The art education Rollins advocates for is a positive, facilitative approach that allows student voices to emerge and resonate. Wexler's own chapter, “Young and Disabled in Harlem: Making Art Like It Matters,” offers another take on this approach through a case study of four painters whose artistry facilitates their journeys toward self-determination. In perhaps the most powerful anecdote in the book, one of the painters, a young man named Abraham, became quadriplegic as a result of suffering neurological damage after falling from a height of three stories at the age of nine. Six years later, after painting on a regular basis, and progressively regaining the controlled use of his body, one day Abraham reached for the top of his canvas, stood up, and walked.

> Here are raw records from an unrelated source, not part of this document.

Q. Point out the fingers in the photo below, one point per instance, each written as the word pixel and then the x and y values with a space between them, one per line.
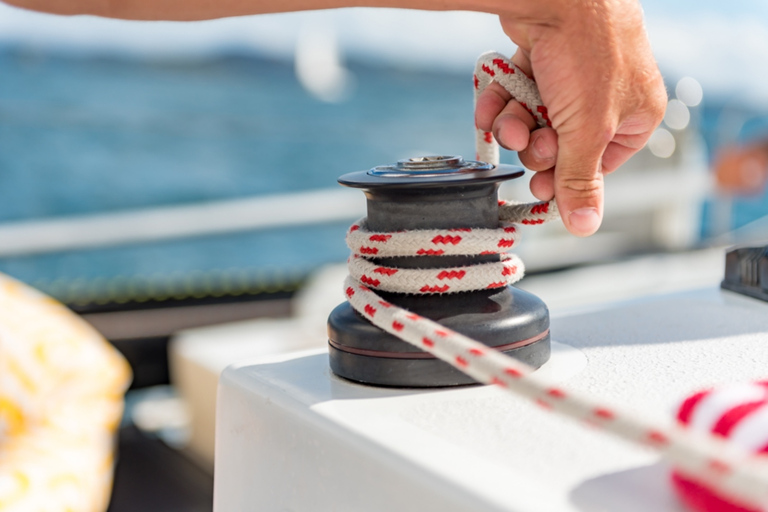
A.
pixel 578 185
pixel 543 185
pixel 497 112
pixel 512 127
pixel 541 152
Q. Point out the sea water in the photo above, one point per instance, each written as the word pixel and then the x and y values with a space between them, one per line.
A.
pixel 85 135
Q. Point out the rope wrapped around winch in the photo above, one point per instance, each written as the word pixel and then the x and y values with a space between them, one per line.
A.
pixel 707 459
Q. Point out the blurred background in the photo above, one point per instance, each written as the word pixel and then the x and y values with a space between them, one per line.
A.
pixel 162 177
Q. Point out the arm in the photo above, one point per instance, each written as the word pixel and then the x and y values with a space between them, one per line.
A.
pixel 591 60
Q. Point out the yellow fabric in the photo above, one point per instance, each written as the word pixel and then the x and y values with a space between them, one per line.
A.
pixel 61 399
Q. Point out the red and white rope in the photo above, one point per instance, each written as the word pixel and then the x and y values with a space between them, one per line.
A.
pixel 705 458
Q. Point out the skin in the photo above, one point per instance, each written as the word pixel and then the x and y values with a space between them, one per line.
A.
pixel 591 60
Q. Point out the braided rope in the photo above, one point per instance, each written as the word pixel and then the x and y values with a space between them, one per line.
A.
pixel 705 458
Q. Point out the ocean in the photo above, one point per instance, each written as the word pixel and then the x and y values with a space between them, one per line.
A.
pixel 83 134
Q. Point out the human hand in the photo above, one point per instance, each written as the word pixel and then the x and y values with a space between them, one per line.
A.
pixel 597 76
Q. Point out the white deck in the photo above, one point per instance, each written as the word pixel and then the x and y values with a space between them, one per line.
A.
pixel 291 436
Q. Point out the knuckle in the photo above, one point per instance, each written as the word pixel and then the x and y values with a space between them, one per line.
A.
pixel 582 187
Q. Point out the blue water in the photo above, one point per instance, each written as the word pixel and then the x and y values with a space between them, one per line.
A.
pixel 81 135
pixel 85 135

Wexler juxtaposes Abraham's story of art transforming disability with a story of disability transforming art. In the chapter “The Art of Living and Dying: Linda Montano,” Wexler and coauthor Linda Weintraub introduce us to Linda Montano, a performance artist who incorporates her neurological disorder of dystonia into her work. Montano's dystonia causes her to appear stooped, hunchbacked, and small, similar to the late Mother Teresa. Montano embraces her appearance and, having been a novitiate earlier in life, constructs a performance identity as Mother Teresa. When she is performing as Mother Teresa, Montano is often approached by people seeking spiritual counseling, which Montano readily provides. Somewhat disjointedly, in the same chapter the authors discuss Montano's Dad Art—her video recordings of her father's final years. There is also a poignant but equally abrupt overlay of autism—which Montano does not have—to discuss the artist's disputed accounts of her early, selectively mute childhood. These awkward transitions notwithstanding, Montano's life-as-art questions whether and where the boundary exists between authentic life and performance art.

Remaining in the communal ecological space, the next two cases, Phyllis Kornfield's chapter, “Truth, Goodness, and Beautiful Art: Set Free in the Penitentiary,” and Doug Blandy and Michael Franklin's chapter, “Following the Siren's Song: Scott Harrison and the Carousel of Happiness,” present models of therapeutic art education that refuse the dominant theme of victimhood in prisoners and war veterans, respectively. The chapter “Digital Ethnography: Artists Speak from Virtual Ability Island in Second Life” expands Wexler's conceit that disability and art transform one another to the more macrologic virtual reality space. With Mary Stokrocki and L. S. Krecker, Wexler documents how, using an avatar in the Second Life online world, a person can construct an identity that minimizes, or in some cases eliminates, the impact of her disability. On Virtual Ability Island, many Second Life users with disabilities engage their offline artistic skills in a safe, facilitating environment. These engagements have offline implications for these online artists, with many often enjoying social experiences offline as a result of their online activities.

Art Education Beyond the Classroom concludes at an abstract ecological level by questioning the very existence and implications of outsiderism. In the final chapter, “Outside the Outside: In the Realms of the Real,” Jan Jagodzinski picks up where Stokrocki, Kreckler, and Wexler left off. Inverting the outsider/insider paradigm, Jagodzinski theorizes that existing within this enigmatic space is unimaginable to the majority but therapeutic (and entrapping) to the individual for whom this experience is a reality. This experience of one's own personal fantasy, Jagodzinski proposes, is real art.